Proyeksi permintaan uang beredar dapat dilakukan dengan menggunakan persamaan ekonometrik atau permodelan ekonometrik dimana uang beredar sebagai fungsi dari pendapatan nasional, tingkat suku bunga, dan inflasi. Variasi model yang digunakan dalam ekonometrik biasanya disesuaikan dengan karakteristik dan tingkat monetisasi serta perkembangan pasar financial suatu Negara.
Factor-faktor yang mempengaruhi jumlah uang beredar
Dalam program moneter, perkiraan permintaan jumlah uang oleh masyarakat disebut sebagai sasaran perencanaan moneter, yakni jumlah penawaran uang akan diatur oleh bank sentral dan disesuaikan dengan sasaran perencanaan moneter agar sasaran ekonomi makaro dapat tercapai.

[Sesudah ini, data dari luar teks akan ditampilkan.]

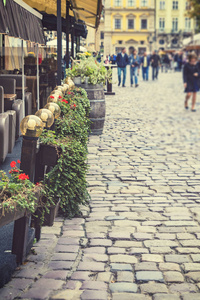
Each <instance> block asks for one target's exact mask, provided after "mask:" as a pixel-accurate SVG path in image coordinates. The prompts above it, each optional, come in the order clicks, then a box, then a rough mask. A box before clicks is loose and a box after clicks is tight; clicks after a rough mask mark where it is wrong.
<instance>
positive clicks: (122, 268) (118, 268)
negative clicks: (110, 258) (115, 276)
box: [110, 263, 132, 272]
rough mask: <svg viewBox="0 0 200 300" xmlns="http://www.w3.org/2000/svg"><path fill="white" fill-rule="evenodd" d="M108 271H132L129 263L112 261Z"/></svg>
mask: <svg viewBox="0 0 200 300" xmlns="http://www.w3.org/2000/svg"><path fill="white" fill-rule="evenodd" d="M110 271H111V272H117V271H131V272H132V266H131V265H130V264H117V263H112V264H111V265H110Z"/></svg>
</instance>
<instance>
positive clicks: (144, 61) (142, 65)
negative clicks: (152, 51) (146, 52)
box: [141, 52, 150, 81]
mask: <svg viewBox="0 0 200 300" xmlns="http://www.w3.org/2000/svg"><path fill="white" fill-rule="evenodd" d="M141 65H142V77H143V80H146V81H148V80H149V66H150V57H149V56H147V53H146V52H144V55H143V56H142V58H141Z"/></svg>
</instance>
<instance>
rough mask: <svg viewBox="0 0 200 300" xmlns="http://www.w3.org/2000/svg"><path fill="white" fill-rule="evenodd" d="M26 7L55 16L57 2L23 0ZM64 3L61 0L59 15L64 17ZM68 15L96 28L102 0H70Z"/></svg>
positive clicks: (50, 0) (65, 2) (48, 1)
mask: <svg viewBox="0 0 200 300" xmlns="http://www.w3.org/2000/svg"><path fill="white" fill-rule="evenodd" d="M24 1H25V2H26V3H27V4H28V5H30V6H31V7H33V8H35V9H37V10H38V11H40V12H45V13H47V14H49V15H55V16H56V15H57V0H48V1H46V0H24ZM66 1H67V0H61V15H62V17H63V18H65V17H66ZM70 8H71V9H70V15H71V16H74V17H75V18H76V20H78V19H80V20H82V21H84V22H85V23H86V24H87V25H89V26H92V27H95V28H97V27H98V25H99V21H100V15H101V11H102V0H70Z"/></svg>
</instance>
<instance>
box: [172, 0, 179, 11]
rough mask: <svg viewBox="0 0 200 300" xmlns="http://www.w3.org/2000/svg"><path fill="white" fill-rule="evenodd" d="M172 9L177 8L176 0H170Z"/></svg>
mask: <svg viewBox="0 0 200 300" xmlns="http://www.w3.org/2000/svg"><path fill="white" fill-rule="evenodd" d="M172 9H173V10H177V9H178V1H173V2H172Z"/></svg>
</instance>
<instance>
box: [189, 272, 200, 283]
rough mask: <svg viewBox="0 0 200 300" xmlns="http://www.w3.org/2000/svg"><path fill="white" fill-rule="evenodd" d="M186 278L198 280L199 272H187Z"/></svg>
mask: <svg viewBox="0 0 200 300" xmlns="http://www.w3.org/2000/svg"><path fill="white" fill-rule="evenodd" d="M186 276H187V278H189V279H192V280H193V281H194V282H200V272H189V273H187V274H186Z"/></svg>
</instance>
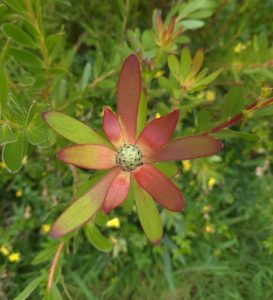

Penawaran uang beredar dipengaruhi oleh net foreign assets (NFA) dan net domestic assets (NDA) yang terdiri dari:
a.       Net Claims on Government (NCG)
b.      Net Claims on Official Entities dan Net Claims on Private Sector (NDC)
c.       Net Other Items (NOI)

Dan bentuk persamaannya adalah :
MS = NFA+NDA
NDA = NCG+NDC-NOI
Neraca pembayaran merupakan sasaran yang secara ex-ante telah ditetapkan bersama-sama ketika menetapkan sasaran pertumbuhan ekonomi, berarti NFA sudah di tetapkan terlebih dahulu. Dengan mengetahui besar NFA dan MS (besarnya sama dengan sasaran perencanaan moneter) maka dengan mudah dapat diketahui NDA, yaitu:
            NDA=MS-NFA
NCG dianggap given yang ditentukan oleh kegiatan pemerintah sesuai anggaran, sedangkan NOI sulit diperkirakan perkembangannya, maka NCG dan NOI dianggap konstan. Maka besarnya NDC dapat diperkirakan, apabila perkiraan jumlah NDC tidak realistis, maka semua asumsi perekonomian diubah sampai semua variable ekonomi tersebut dan factor-faktor yang mempengaruhi uang berear dianggap sudah konsisten.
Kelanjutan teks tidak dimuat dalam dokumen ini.